2.2 Multi-task cascaded convolutional neural networks

Traditional facial detection techniques used Adaboost facial detection algorithm and Active Appearance Model (AAM). AAM added facial texture information to the shape information of facial images by using 66 facial feature markers to detect the global information of facial images. However, AAM required manual labeling of facial feature points, making the model construction process cumbersome and complex, which has poor generalization performance. The Adaboost facial detection algorithm combined a large number of weak classifiers with average classification ability to form a strong classifier (15). A weak classifier compared by different Haar Like features to select the classifier with better features. Adaboost weighted and combined these weak classifiers to obtain a strong classifier. The Adaboost algorithm obtained weak global features, which has poor generalization ability, especially for specific populations, leading to low recognition accuracy.

In engineering practice, the MTCNN algorithm is renowned for its high detection speed and accuracy. MTCNN employs a three-layer cascade architecture to accomplish face detection and key point localization in images (16). MTCNN comprised three networks: P-Net, R-Net and O-Net.

The three stages of MTCNN can be simply explained as follows: The first network layer: P-Net, which scaled the image at multiple levels and performed sliding detection on each image using a 12 × 12 sliding window with a step size of 2 for each scale. Small pictures can detected large faces, while large pictures can detected small faces. All detected face frames undergo NMS (Non-Maximum Suppression) to obtain the face frames, which were then converted to the original size, and the short side was filled to convert them into squares of 24 × 24. The second network layer: R-Net, which processed multiple 24 × 24 faces from the previous step using the CNN network to obtain more precise face frames, which then undergone NMS and ultimately re-sized to a 48 × 48 square. The third network layer: O-Net, which take multiple 48 × 48 faces from the previous step as input to obtain multiple more accurate boxes, five face position points and confidence scores. NMS is then applied to the face frames to obtain the final required face frame.

The input image of MTCNN has not limited by size.
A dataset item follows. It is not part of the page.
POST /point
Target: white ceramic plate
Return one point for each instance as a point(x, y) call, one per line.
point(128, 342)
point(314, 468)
By reducing the size of the convolution kernel, the computational complexity and weight parameters have reduced, and by optimizing the activation function, the network performance has significantly improved. Therefore, this study choose the MTCNN facial detection algorithm to extract facial expressions.

2.3 ResNet 50 convolutional neural network

A transfer learning approach utilizing ResNet50 has been employed in this study. The method involved pre-training a convolutional neural network (CNN) on a large existing dataset, and then transferring the pre-trained CNN to a target dataset for fine-tuning. The proposed model has been initially pre-trained on the ImageNet dataset (17). All layers, except the Softmax layer, are initialized with the pre-trained model parameters, as opposed to traditional random initialization (18). The Softmax layer is added to process the dataset used in this study. This transfer learning method offered several advantages, including superior model generalization performance, significant depth, high accuracy and good convergence (19).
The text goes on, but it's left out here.